If Hayley’s parents were getting through that many bottles in a week then anything could have happened.
She wanted to cry. For the millionth time she wondered how any of it had come to this. Tears blurred her vision and she didn’t even notice the front door opening.
‘You.’
The word was acid and Becca jumped, wiping her tears away quickly. ‘I’m sorry, I was just—’
‘Just what? Come to gawp?’ Hayley’s mum, her body scrawny-thin under her baggy jumper and jeans, threw the black bag into the wheelie bin in the drive. ‘Maybe spray some more poison on our house?’
‘I haven’t . . . I wouldn’t . . . I’m sorry—’ Becca’s face burned. Why had she come here? Why did Hayley’s mum hate her? It wasn’t her fault. It wasn’t. She hadn’t done anything. Hayley’s mum stormed over until they were face to face and Becca recoiled slightly, her breath coming fast. Was she going to hit her?
‘I’m sorry. I—’ Not knowing what else to say, she asked, lamely, ‘How is Hayley?’
Mrs Gallagher let out a bitter half-laugh. ‘Like you care? Or now that you have no other friends, you suddenly want her again?’
Becca stepped back a little, shocked.
‘Oh yeah, I hear things. My little girl’s not the only one hated on Facebook, is she?’ Hayley’s mum’s eyes were red-rimmed and dark circles hung so heavy from them they were saggy bags sitting on her thin cheeks. ‘What’s the matter? Cat got your tongue for once, Miss Detective? You think you’re so clever, don’t you? Well, look at what you did. Jenny’s in the mental hospital and my Hayley’s broken. She’s on drugs, you know? Did you know that?’ She pointed a skinny finger at Becca. ‘She’s broken.’ She tapped her chest. ‘In here. She barely makes sense any more, just sitting there slurring her words together. She talks about you and Jenny, though. Still cares about you. After all this. And now she won’t even see me any more. She says it’s no use.’ She reached out and gripped Becca’s arms, shaking her until her bag slid down from her shoulder. ‘Do you know how that feels? Do you know how helpless I feel?’

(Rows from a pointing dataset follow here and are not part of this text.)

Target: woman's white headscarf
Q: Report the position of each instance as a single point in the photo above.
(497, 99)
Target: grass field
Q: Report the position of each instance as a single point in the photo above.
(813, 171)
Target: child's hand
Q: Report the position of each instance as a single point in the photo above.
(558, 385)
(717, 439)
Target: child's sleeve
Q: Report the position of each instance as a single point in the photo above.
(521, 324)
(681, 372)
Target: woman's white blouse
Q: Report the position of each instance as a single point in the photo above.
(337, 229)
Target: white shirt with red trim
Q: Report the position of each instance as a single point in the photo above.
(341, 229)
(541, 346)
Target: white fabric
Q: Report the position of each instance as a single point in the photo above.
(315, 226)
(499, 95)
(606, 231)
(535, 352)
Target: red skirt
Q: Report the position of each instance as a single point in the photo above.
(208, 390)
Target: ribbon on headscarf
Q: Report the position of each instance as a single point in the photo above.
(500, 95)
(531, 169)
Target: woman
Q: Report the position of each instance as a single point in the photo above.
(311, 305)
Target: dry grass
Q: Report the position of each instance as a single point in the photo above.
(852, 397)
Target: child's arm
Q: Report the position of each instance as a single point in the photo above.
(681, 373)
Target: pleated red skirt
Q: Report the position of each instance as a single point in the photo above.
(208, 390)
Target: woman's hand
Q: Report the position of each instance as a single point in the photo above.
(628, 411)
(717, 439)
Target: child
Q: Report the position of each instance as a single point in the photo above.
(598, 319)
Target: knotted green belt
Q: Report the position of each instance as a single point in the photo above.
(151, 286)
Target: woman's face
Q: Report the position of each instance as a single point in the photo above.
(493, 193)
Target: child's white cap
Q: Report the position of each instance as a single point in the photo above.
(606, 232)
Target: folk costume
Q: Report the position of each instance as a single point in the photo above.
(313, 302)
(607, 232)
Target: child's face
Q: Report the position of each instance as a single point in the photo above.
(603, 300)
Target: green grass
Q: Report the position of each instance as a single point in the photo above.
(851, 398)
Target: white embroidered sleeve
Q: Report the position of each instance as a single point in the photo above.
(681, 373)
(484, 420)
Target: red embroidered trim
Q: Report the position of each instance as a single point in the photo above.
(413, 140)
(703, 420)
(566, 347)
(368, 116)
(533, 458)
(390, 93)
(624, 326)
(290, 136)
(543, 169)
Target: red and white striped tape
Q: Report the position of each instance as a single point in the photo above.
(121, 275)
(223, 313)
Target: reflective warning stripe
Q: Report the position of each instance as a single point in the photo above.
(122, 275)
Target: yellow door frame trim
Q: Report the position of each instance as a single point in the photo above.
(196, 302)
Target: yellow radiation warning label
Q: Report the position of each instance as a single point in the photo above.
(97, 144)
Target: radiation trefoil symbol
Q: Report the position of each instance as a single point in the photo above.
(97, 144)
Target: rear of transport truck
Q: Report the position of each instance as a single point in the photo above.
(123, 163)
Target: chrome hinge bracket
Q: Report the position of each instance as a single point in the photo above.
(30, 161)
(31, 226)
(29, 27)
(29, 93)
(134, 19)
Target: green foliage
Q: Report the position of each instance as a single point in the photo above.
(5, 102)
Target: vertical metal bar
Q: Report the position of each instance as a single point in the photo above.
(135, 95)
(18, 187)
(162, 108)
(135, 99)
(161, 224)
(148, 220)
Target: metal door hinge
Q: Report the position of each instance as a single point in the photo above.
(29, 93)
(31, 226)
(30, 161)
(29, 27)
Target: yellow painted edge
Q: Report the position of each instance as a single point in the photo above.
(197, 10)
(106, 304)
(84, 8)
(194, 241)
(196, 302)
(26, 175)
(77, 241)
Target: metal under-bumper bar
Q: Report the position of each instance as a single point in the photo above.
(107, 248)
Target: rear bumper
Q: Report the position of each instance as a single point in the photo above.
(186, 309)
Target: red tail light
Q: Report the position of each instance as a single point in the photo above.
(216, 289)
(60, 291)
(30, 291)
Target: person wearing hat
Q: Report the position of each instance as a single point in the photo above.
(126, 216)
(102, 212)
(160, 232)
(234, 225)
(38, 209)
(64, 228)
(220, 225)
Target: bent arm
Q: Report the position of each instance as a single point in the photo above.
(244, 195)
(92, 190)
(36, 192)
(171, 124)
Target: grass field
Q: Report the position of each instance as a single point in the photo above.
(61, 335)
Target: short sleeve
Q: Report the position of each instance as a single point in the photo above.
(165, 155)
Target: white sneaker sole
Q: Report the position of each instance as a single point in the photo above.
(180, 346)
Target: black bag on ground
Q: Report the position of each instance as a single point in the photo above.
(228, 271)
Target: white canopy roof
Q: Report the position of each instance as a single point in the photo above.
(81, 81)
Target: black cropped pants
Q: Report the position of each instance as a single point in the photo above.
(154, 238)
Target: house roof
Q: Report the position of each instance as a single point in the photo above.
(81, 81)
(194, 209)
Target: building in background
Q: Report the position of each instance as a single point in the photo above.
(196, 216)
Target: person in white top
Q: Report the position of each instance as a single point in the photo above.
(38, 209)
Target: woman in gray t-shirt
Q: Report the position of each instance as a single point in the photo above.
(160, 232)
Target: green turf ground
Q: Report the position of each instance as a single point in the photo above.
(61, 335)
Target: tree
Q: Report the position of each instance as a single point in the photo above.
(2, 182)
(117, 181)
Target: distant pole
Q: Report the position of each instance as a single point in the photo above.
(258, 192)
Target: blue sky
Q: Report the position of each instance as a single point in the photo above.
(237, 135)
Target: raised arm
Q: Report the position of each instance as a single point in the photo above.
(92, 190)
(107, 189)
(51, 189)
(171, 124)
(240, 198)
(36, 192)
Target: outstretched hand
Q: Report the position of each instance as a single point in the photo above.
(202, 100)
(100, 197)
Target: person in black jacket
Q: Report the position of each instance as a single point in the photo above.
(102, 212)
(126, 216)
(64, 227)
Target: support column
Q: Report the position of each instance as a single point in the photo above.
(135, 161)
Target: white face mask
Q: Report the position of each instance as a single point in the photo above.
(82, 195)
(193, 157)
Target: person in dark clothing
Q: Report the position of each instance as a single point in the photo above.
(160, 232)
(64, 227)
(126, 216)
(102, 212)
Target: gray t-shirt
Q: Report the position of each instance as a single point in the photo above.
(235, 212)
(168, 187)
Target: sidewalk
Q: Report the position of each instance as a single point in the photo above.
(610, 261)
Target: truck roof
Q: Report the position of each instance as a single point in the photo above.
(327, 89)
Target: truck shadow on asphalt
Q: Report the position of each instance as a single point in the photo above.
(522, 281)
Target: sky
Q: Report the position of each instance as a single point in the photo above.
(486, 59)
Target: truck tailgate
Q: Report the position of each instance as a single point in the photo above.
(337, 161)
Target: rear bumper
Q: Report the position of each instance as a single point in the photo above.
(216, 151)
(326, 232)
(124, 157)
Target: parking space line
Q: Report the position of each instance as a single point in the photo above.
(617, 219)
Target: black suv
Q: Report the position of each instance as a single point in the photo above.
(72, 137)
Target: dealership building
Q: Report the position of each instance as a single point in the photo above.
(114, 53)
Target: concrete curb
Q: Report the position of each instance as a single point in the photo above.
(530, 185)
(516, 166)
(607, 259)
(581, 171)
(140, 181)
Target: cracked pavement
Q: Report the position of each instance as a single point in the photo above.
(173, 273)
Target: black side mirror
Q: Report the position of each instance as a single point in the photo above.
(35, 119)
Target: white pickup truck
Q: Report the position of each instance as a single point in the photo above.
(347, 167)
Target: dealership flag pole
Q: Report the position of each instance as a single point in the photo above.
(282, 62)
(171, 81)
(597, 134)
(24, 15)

The fight suddenly went out of her and she started to sob, hard, angry sounds, coming from deep inside her chest. She slid to the ground, a heap on the tarmac, her loose fingers trailing down Becca as she crumpled.
Becca glanced around, helpless. She felt sick and didn’t know what to do. In the end, she crouched beside the fragile woman. ‘You should go back inside,’ she said, as gently as she could. She wanted to put an arm around her but was scared she would lash out. ‘Can I help you inside?’